King of Kings

Volume Eighteen   —   View Song   —     —   Get the Free Devo App

Play the devotional:
LISTEN WITH SONG
LISTEN WITHOUT SONG

To the King of the ages, immortal, invisible, the only God, be honor and glory forever and ever. Amen. (1 Timothy 1:17)

 

The world has known many kings, even if you have never lived under an earthly one. The world has known cruel kings and merciful kings, proud kings and humble kings, powerful kings and trembling kings — but the world has never known a king like ours.

 

When God sent his one and only Son, our King, he came against the backdrop of broken, weak, and evil kings — even the kings of God’s very own people. Saul, Israel’s first king, was filled with envy to the point of rage. King Solomon, with all of his wisdom, still wandered away after women — *lots* of women — who loved other gods. King Rehoboam abused the very people God had entrusted to him, dividing the kingdom in two. Even King David, the man “after God’s own heart,” was consumed by lust, committed adultery with Bathsheba, and had her husband, Uriah, murdered.

 

Jesus himself was born in Bethlehem of Judea under another king, a king as wicked as any other, Herod the Great. In God’s providence and love, however, Herod, and every other evil ruler since, serves to reveal all that our King of kings is not.

 

The Humble King

 

When Jesus was born, Herod had already ruled in Judea for three decades. How did he respond when he heard the King had come? “When Herod the king heard this, he was troubled” (Matthew 2:3). Wise men, perhaps kings themselves, ran from the east to worship the Christ, but Herod felt threatened, even desperate. If a new king had been born, what did that mean for him?

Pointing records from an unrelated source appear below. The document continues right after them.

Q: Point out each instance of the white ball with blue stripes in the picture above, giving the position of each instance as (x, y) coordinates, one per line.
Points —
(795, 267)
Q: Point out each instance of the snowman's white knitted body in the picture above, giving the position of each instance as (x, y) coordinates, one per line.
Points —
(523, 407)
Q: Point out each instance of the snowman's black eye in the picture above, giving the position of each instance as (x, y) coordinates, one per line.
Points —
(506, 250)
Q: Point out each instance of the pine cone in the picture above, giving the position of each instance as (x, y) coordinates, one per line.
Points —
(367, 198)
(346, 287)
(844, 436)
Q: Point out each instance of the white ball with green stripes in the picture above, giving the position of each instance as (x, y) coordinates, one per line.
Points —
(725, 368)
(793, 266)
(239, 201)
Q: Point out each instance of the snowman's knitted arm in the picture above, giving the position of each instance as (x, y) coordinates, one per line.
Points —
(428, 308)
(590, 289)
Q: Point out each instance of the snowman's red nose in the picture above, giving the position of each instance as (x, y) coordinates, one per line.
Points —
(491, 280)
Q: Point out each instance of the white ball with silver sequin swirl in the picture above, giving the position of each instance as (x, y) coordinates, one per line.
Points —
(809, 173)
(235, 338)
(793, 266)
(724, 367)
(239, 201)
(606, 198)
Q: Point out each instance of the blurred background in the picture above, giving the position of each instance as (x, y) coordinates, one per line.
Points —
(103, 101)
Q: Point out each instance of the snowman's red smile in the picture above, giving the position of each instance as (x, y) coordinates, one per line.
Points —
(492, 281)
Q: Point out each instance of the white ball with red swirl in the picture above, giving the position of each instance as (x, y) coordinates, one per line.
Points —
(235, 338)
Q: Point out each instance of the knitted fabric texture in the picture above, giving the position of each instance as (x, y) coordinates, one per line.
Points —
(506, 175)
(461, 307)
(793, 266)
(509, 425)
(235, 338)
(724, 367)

His pride blinded him, even to the “radiance of the glory of God” lying in a manger (Hebrews 1:3).

 

Our king, however, was not plagued with Herod’s pride. “Though he was in the form of God, [he] did not count equality with God a thing to be grasped, but emptied himself, by taking the form of a servant, being born in the likeness of men. And being found in human form, he humbled himself by becoming obedient to the point of death, even death on a cross” (Philippians 2:6–8). Though he sat on a throne of infinite power and glory, he bowed down to earth to serve the very ones who had sinned against him, the ones who had despised his power and glory to serve themselves. 

 

Unlike any other king, the humble King came “from a throne of endless glory, to a cradle in the dirt,” and then eventually to a cross of nails and wood.

 

The Merciful King

 

Very few in history can imagine the horrors Herod unleashed when Jesus was born. When the wise men avoided Herod and spoiled his plan, he had every infant son murdered in Bethlehem. “Then Herod, when he saw that he had been tricked by the wise men, became furious, and he sent and killed all the male children in Bethlehem and in all that region who were two years old or under” (Matthew 2:16). A good king does everything in his power to protect the weakest and most vulnerable. A wicked king sacrifices his people, even the weakest and most vulnerable, at the altar of his own selfish desires. 

 

While Herod murdered innocent children to try and save his throne, Jesus left his throne to die for those, like us, who deserved to die. The apostle Paul, who had murdered Christians before coming to Christ, writes, “I received mercy for this reason, that in me, as the foremost, Jesus Christ might display his perfect patience as an example to those who were to believe in him for eternal life” (1 Timothy 1:16). 

 

When he could have righteously wiped us out because of our sin, the Merciful King carried us with patience and clothed us with mercy.

 

The Sovereign King

 

Pity any king who must kill babies to protect himself. It is the height of weakness to abuse the weak to preserve one’s power. When Herod sent soldiers to kill the infants — notice he did not go down to Bethlehem himself — he revealed just how little he could really do. After thirty years in power, he crumbled before a newborn in a manger.

 

The strongest kings and men, however, use whatever power and authority they have been given by God to serve and protect — and not to harm. Before he went to the cross, Jesus said, “No one takes it from me, but I lay it down of my own accord. I have authority to lay it down, and I have authority to take it up again” (John 10:18). And why did he lay it down? “I am the good shepherd. The good shepherd lays down his life for the sheep” (John 10:11) — for the weak, the needy, the sinful, the desperate.

 

When our Sovereign King looked the weakest, hanging from the cross, he was wielding the greatest power, strength, and love the world has ever known, and he was wielding it in love for you.